Examples of histograms of polarized fluorescence from rigor (top panel) and relaxed (bottom panel) myofibrils. Horizontal scale: The negative value of parallel fluorescence polarization. Vertical scale: The number of events during 20 s. The position of peaks for rigor myofibrils were (top panel, clockwise from the top left): P = −0.07, P = 0.05, P = 0.08, P = 0.02, P = 0.00, P = 0.07. The blue line shows the fit to a single Gaussian distribution. For relaxed myofibrils (bottom panel), the parameters (area, center, width, and height) for each peak of a two Gaussian fit are given in clockwise order, starting from the upper left. Upper left: minor peak (red) 0.85, 0.18, 0.10, 6.82; major peak (green) 14.89, −0.03, 0.21, 57.01. Upper middle: minor peak (red) 0.64, 0.03, 0.00, 115.88; major peak (green) 17.16, −0.02, 0.22, 61.66. Upper right: minor peak (red) 0.11, 0.11, 0, 86.96; major peak (green) 12.63, −0.07, 0.19, 51.74. Lower left: minor peak (red) 1.09, 0.05, 0.09, 10.09; major peak (green) 12.10, 0.09, 0.18, 53.36. Lower middle: minor peak (red) 0.23, 0.05, 0.02, 9.54; major peak (green) 14.24, −0.07, 0.21, 53.62. Lower right: minor peak (red) 0.47, 0.01, 0.05, 7.57; major peak (green) 14.30, −0.00, 0.23, 48.84. The contribution of the minor peak (red line) makes little difference relative to the second peak (green line) of a double Gaussian distribution fit.
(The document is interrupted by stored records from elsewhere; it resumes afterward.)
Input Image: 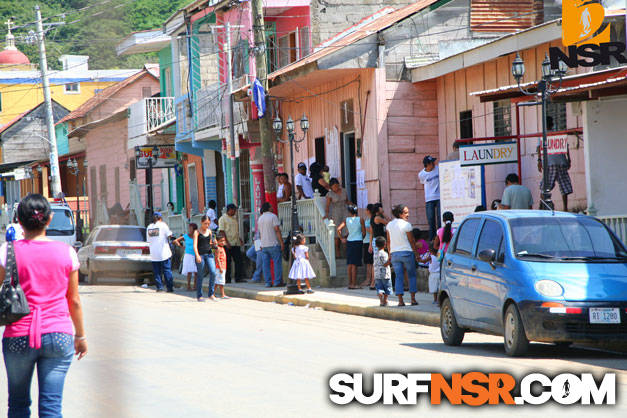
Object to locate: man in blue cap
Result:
[418,155,441,241]
[146,212,174,292]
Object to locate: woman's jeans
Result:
[390,251,418,295]
[2,332,74,418]
[196,254,216,298]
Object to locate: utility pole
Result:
[35,6,62,197]
[225,22,239,205]
[251,0,278,212]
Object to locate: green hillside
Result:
[0,0,191,69]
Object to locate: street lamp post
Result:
[512,54,568,210]
[67,158,83,242]
[272,114,309,294]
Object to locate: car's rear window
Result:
[510,217,627,258]
[95,228,146,241]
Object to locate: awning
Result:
[470,66,627,103]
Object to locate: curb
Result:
[174,277,440,327]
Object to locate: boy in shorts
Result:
[373,237,392,306]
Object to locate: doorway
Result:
[340,132,357,203]
[314,137,327,167]
[187,163,200,214]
The blue line is the sum of red and green line fits.

Table 1.

Comparison of kurtosis and skewness parameters from fluorescence polarization fluctuation histograms of rigor and contracting skeletal myofibrils

Myofibrils Skewness Kurtosis N
Rigor −0.02 ± 0.04 0.06 ± 0.18 18
EDC-rigor 1.12 ± 0.34 0.84 ± 1.63 18
Relaxation 1.04 ± 0.19 0.20 ± 0.81 18
EDC-relaxation 1.48 ± 0.54 3.00 ± 3.05 18
Contraction 0.86 ± 0.16 −0.59 ± 0.27 18

Errors are given as SD, and N is the number of experiments.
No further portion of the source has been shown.